Add a splash of coconut milk

Staying on the theme of creamy broths, coconut milk is one of the best catalysts for a richer soup. Especially if you’re using a chicken, pork or beef-flavored instant ramen pack, adding a splash of coconut milk transforms your boring broth into one reminiscent of curry.

If you want to pull out the big guns, I recommend stirring in both an egg and coconut milk to elevate the egg-drop method and make your ramen the thickest it has ever been.


String in enoki mushrooms

I sincerely believe there is not one person on this planet who doesn’t like enoki mushrooms. But if you are that one person, it’s time to reconsider your stance with this hack. Enoki mushrooms are the best mushrooms out there — they’re chewy but not too chewy, cook fast and tear apart easily.

While your noodles are boiling, tear enoki mushrooms into skinny bunches of strings and mix them thoroughly into the noodles. Once everything’s cooked, you get a magnificent mixture of soft noodles and tender mushrooms in every bite. Enoki mushrooms are also famously a noodle substitute, so if you’re trying to limit your carb intake, use them exclusively.


Crush and sprinkle Flamin’ Hot Cheetos on top

This one goes out to the spice lovers. Typically, if I want to make a dish spicy, I just sauce it up with massive globs of Sriracha. But the broth can’t be the only thing that’s spicy — there has to be a cherry on top.

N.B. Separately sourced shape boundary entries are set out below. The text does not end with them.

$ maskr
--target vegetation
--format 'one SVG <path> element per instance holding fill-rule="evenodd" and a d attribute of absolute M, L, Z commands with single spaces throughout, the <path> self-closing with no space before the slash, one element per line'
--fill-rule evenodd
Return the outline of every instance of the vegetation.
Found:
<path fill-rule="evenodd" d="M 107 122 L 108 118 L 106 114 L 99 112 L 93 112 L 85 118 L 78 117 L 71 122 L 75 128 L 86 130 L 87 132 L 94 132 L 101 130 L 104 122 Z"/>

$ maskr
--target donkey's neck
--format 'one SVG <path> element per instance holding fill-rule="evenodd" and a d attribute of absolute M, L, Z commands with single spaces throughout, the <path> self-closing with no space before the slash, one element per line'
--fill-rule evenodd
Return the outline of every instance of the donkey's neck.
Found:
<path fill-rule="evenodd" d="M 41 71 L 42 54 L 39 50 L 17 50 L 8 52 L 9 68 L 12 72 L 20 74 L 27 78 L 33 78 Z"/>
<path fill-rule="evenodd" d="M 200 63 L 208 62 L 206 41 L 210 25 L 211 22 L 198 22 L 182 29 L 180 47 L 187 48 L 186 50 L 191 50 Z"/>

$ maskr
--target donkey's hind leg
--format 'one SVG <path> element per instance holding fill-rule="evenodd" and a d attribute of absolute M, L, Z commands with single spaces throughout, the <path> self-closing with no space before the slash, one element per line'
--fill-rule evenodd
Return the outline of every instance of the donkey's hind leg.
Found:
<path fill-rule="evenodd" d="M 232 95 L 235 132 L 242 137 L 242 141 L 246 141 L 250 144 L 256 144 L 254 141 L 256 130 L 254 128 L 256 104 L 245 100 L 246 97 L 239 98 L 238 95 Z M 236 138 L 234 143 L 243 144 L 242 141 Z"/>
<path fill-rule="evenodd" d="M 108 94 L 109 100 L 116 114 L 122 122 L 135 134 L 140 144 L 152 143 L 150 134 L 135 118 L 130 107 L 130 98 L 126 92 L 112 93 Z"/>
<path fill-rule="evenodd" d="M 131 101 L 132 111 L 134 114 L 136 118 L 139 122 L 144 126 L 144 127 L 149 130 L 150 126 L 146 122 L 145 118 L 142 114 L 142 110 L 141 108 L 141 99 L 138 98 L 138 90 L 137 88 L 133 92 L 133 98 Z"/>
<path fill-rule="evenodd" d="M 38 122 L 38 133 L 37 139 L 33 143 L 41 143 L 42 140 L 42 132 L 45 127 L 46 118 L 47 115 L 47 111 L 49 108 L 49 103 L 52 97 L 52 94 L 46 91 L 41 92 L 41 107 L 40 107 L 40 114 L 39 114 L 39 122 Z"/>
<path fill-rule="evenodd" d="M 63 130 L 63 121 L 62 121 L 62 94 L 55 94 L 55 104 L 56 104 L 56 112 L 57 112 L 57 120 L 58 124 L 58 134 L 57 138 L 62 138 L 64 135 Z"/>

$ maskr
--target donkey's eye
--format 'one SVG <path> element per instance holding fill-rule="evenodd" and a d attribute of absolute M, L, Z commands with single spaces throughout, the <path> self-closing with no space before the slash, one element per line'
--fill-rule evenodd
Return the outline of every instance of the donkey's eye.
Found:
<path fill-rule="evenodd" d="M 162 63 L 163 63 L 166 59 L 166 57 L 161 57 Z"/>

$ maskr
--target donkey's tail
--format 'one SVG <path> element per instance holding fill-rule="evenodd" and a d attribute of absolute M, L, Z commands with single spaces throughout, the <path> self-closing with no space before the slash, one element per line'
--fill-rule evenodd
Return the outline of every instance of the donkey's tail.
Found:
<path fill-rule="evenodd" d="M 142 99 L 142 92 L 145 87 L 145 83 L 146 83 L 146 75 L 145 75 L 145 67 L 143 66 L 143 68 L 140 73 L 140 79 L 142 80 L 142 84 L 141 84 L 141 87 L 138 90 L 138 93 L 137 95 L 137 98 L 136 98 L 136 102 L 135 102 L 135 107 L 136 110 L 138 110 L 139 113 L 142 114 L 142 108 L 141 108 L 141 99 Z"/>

Take a small bag of Flamin’ Hot Cheetos and crush it recklessly to your heart’s desire. Then, open the bag and sprinkle as many Cheeto bits over your ramen as you’d like. However, don’t sink the bits into the broth — you want to maintain a dichotomy of crunchy and squishy between the Cheetos and the noodles.

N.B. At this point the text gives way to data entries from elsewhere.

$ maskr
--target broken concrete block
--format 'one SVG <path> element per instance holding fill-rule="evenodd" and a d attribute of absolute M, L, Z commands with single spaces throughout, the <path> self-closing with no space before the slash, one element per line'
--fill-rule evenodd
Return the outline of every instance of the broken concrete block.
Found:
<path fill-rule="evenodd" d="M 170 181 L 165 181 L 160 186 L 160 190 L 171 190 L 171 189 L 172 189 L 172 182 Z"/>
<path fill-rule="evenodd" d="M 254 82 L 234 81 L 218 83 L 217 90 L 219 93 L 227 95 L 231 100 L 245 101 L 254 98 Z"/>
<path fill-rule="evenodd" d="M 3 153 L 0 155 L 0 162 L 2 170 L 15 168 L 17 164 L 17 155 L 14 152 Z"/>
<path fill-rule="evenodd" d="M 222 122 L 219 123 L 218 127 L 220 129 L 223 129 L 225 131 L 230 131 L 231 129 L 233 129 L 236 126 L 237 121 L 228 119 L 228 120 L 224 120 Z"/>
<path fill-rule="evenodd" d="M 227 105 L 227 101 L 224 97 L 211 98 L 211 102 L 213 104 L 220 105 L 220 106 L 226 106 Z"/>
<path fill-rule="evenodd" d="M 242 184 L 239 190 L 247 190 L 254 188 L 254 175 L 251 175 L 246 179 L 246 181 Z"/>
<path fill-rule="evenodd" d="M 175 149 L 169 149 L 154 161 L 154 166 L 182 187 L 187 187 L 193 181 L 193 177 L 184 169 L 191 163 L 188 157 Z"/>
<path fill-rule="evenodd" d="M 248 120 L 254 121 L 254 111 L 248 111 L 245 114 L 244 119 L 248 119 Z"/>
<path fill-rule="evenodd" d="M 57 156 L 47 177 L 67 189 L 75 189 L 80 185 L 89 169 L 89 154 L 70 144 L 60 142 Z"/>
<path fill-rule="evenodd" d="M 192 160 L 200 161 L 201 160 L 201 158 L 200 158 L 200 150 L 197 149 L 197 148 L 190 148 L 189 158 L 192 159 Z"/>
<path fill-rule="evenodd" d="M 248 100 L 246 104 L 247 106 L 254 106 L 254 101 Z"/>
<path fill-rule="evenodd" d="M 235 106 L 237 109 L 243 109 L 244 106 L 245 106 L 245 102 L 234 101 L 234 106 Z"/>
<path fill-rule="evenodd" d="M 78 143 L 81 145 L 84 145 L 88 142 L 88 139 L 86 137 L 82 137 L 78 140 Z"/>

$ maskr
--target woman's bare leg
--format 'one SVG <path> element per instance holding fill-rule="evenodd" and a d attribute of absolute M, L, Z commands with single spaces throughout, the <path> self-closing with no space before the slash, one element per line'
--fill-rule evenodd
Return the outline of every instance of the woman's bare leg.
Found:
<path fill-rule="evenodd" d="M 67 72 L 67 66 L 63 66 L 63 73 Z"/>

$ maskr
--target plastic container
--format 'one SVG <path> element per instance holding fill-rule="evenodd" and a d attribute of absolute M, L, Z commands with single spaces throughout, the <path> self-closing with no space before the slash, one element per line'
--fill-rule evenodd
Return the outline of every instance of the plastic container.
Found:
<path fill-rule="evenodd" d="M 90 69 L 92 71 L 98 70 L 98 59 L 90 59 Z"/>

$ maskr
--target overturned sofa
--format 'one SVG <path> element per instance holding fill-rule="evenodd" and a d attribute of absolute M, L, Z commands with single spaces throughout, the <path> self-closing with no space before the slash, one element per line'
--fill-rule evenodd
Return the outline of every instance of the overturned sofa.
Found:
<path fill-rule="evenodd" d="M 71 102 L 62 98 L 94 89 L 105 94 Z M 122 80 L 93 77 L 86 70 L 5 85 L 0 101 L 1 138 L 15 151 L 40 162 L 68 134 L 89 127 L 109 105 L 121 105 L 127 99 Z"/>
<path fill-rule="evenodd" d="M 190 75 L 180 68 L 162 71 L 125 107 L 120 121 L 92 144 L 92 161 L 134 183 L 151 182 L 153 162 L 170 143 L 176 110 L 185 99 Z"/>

Make a dry sauce out of the seasoning packet

It’s 2024 and instant ramen packs are not just for making noodle soups anymore. Instead of pouring your seasoning packet straight into boiling water, form a dry sauce instead to create your very own pasta-like ramen.

First, boil the noodles separately. While those are cooking, mix some light spoonfuls of oyster sauce, soy sauce, sesame oil, chili oil, brown sugar, noodle water and any garnishes like cilantro, green onion, sesame seeds and nori flakes. Throw together whatever sauces you already have and carefully fold the noodles through the final mixture. Don’t be afraid to experiment! 


Contact Andrea Lui at [email protected]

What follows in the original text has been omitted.